4.4.1 Data Recipient receives a Public Authority request, becomes aware of any direct access by a Public Authority to Personal Data, or becomes aware of any circumstance that may affect Data Recipient’s ability to comply with the Standard Contractual Clauses; or

4.4.2 Data Recipient determines that it is unable to comply with the Standard Contractual Clauses or to provide an essentially equivalent level of protection for Personal Data subject to a Restricted Transfer. In such case, the Data Provider may, at its sole discretion:

  1. suspend the Restricted Transfer;
  2. require Data Recipient to cease processing of Personal Data; and/or
  3. terminate the Agreement or affected processing without cost of liability.

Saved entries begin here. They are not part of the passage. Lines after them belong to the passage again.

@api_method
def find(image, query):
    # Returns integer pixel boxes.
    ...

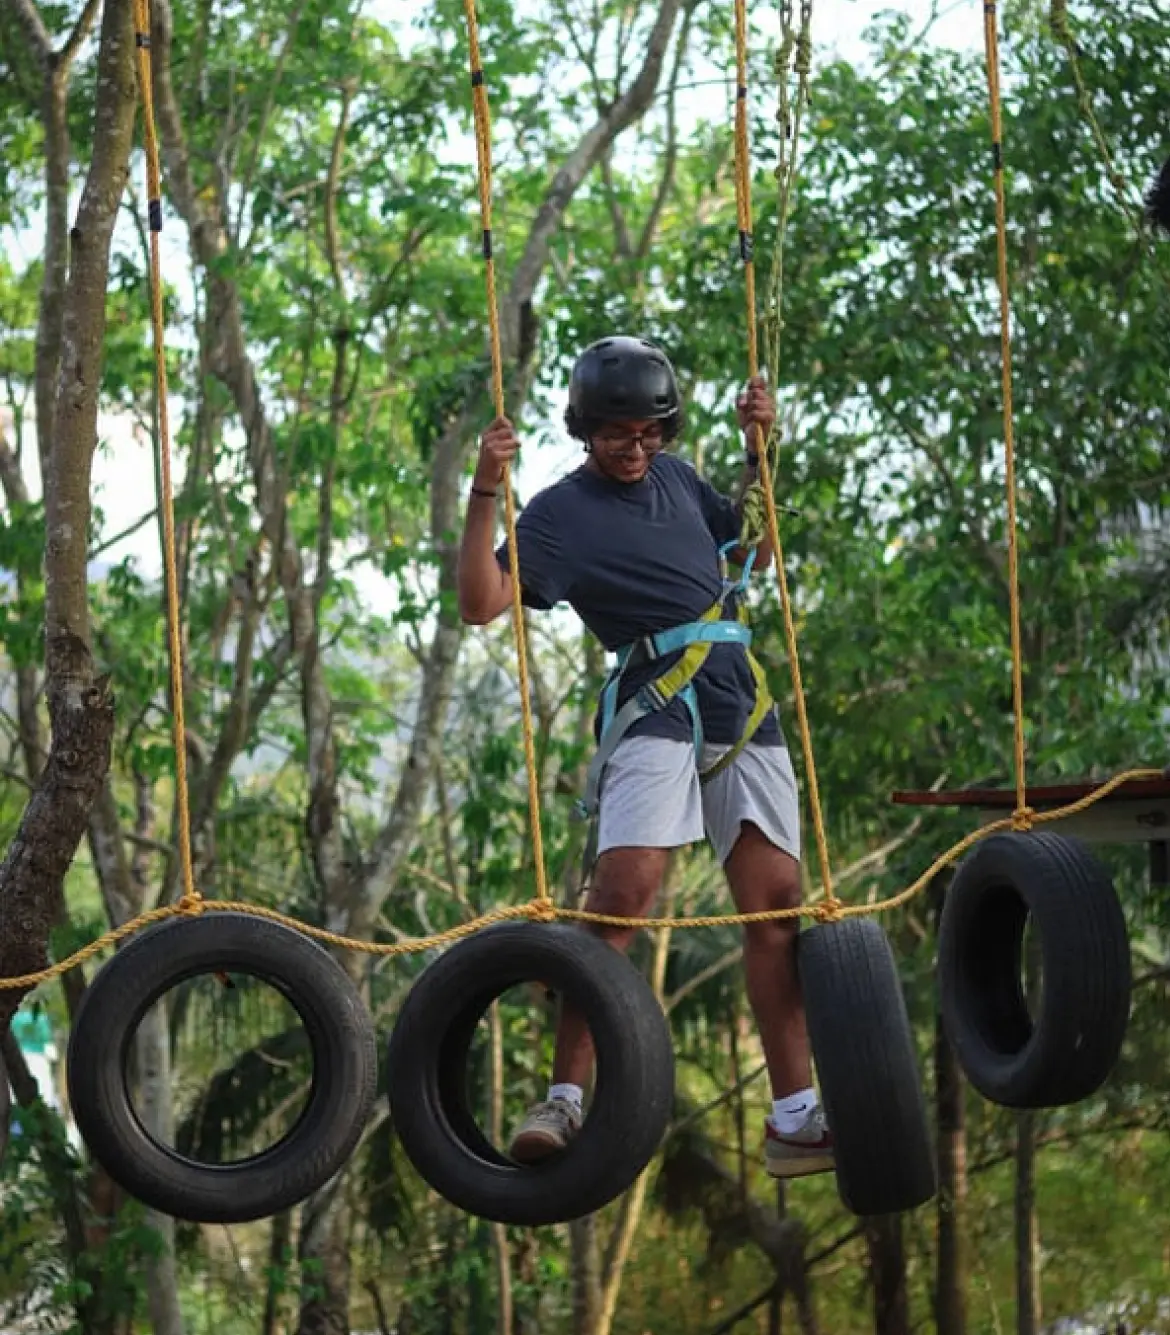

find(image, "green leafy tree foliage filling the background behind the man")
[0,0,1170,1335]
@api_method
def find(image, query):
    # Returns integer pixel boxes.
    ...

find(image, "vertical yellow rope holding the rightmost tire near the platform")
[983,0,1032,829]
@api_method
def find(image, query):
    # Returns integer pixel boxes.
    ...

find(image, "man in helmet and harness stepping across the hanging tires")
[458,336,833,1177]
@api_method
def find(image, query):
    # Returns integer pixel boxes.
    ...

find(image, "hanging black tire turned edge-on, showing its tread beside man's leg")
[796,917,938,1216]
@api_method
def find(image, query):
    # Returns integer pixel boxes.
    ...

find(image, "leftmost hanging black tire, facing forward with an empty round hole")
[68,912,378,1224]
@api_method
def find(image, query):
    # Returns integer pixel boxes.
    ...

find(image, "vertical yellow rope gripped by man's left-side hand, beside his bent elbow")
[463,0,553,912]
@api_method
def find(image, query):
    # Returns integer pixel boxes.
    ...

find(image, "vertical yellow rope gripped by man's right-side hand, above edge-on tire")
[735,0,840,913]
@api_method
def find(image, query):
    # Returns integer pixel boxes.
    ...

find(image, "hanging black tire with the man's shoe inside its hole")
[386,922,674,1227]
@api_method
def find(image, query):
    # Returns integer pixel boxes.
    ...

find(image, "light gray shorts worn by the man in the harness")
[597,737,800,865]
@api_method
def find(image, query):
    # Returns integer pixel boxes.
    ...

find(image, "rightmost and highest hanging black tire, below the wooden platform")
[938,830,1131,1108]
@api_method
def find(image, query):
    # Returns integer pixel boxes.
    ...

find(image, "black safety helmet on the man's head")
[565,334,683,441]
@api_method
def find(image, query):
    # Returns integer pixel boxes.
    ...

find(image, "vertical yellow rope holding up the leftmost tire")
[134,0,203,912]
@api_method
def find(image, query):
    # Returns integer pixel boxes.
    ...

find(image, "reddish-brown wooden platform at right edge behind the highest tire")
[892,777,1170,885]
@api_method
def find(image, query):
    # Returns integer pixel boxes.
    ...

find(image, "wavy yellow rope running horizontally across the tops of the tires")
[0,768,1165,991]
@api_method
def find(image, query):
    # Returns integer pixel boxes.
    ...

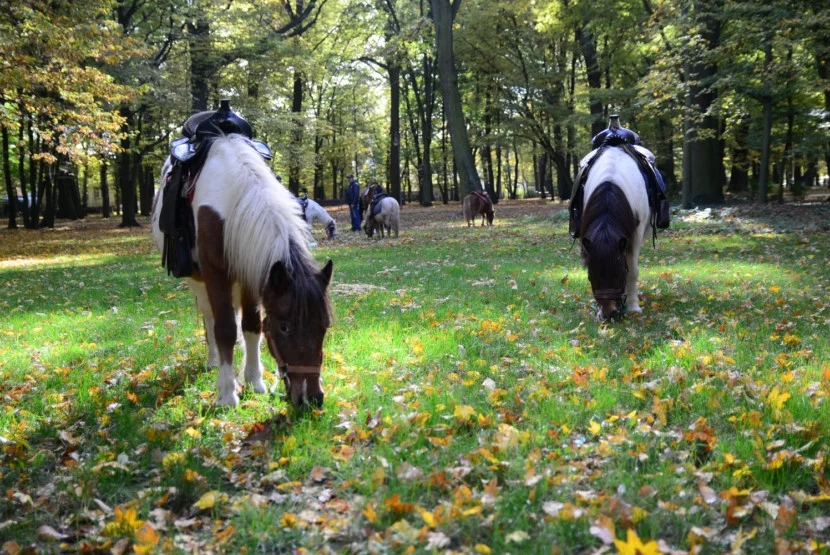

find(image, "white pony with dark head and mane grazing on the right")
[580,147,651,320]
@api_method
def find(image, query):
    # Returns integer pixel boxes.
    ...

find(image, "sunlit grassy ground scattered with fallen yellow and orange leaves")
[0,197,830,554]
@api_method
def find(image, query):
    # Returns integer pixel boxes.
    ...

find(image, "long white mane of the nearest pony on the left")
[209,134,317,293]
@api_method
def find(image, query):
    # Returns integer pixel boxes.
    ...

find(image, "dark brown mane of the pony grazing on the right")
[580,181,638,271]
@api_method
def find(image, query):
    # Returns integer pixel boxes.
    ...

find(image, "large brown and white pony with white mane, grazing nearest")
[152,134,332,406]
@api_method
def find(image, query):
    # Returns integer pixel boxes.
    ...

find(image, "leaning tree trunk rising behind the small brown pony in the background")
[431,0,481,198]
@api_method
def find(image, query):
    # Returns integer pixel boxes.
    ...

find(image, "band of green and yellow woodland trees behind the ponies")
[0,0,830,227]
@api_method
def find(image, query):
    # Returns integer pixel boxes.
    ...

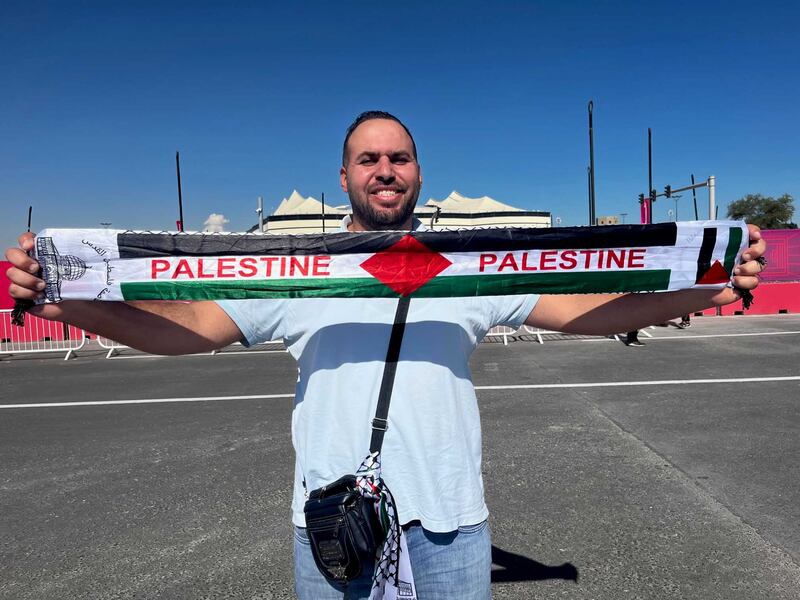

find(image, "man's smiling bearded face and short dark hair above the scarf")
[339,119,422,231]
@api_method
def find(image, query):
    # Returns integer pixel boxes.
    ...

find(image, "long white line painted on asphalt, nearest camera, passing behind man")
[0,375,800,409]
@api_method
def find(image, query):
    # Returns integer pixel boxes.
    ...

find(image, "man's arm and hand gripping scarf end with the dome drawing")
[6,233,242,354]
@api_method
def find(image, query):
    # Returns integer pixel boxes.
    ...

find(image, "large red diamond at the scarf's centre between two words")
[361,235,453,296]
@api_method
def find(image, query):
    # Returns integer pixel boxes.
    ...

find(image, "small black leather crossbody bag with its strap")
[304,296,411,585]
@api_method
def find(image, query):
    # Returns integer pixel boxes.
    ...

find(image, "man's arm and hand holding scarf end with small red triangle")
[525,225,766,335]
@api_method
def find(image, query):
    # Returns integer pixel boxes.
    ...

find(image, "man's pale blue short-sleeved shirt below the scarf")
[218,219,538,532]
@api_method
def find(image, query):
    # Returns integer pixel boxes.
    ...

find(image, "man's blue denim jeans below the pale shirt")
[294,521,492,600]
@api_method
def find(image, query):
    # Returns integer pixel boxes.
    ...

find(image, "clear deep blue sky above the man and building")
[0,0,800,246]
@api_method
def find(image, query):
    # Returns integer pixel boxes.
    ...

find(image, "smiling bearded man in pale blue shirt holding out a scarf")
[6,112,765,600]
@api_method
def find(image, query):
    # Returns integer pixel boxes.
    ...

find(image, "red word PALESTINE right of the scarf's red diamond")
[479,248,647,273]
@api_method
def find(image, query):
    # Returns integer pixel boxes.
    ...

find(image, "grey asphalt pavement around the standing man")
[0,315,800,600]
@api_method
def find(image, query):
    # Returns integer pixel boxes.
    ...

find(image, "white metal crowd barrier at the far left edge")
[0,309,86,360]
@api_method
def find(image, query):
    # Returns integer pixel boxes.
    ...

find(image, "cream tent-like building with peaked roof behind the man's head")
[256,190,552,233]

4.5 The Parties shall cooperate promptly and in good faith to address new Data Protection Laws affecting Restricted Transfers that become effective during the term of the Agreement, including entering into additional agreements or formalities required by such laws.

5 Deletion

5.1 The Data Recipient shall retain Personal Data received from the Data Provider only for as long as necessary for

  1. the Permitted Purposes,
  2. as required by applicable law, or
  3. for the establishment, exercise, or defence of legal claims (“Retention Period”). At the end of the Retention Period, the Data Recipient shall ensure the secure destruction of the Personal Data, excluding any automatically generated archival copies, such as those created by routine backup or disaster recovery systems, provided that such copies are maintained in accordance with the confidentiality obligations of this Agreement, are not accessed or used for any purpose other than backup or recovery, and are deleted in accordance with the Data Recipient’s standard data retention policies or upon the next scheduled purge of such archival systems, whichever occurs first. Secure destruction shall include permanent deletion or irreversible anonymisation of the Personal Data.

6 Miscellaneous

6.1 Survival. Each Party’s obligations under this DSA shall survive expiry or termination of the Agreement and continue for so long as it processes, retains, or otherwise has access to the other Party’s Personal Data.

6.2 Updates. Kantar Media may update this DSA from time to time, as reasonably necessary to reflect changes in Data Protection Laws, court orders, or guidance from supervisory authorities. Such updates will become effective 30 days after notice to Partner, and Partner agrees to be bound by the updated DSA once in effect.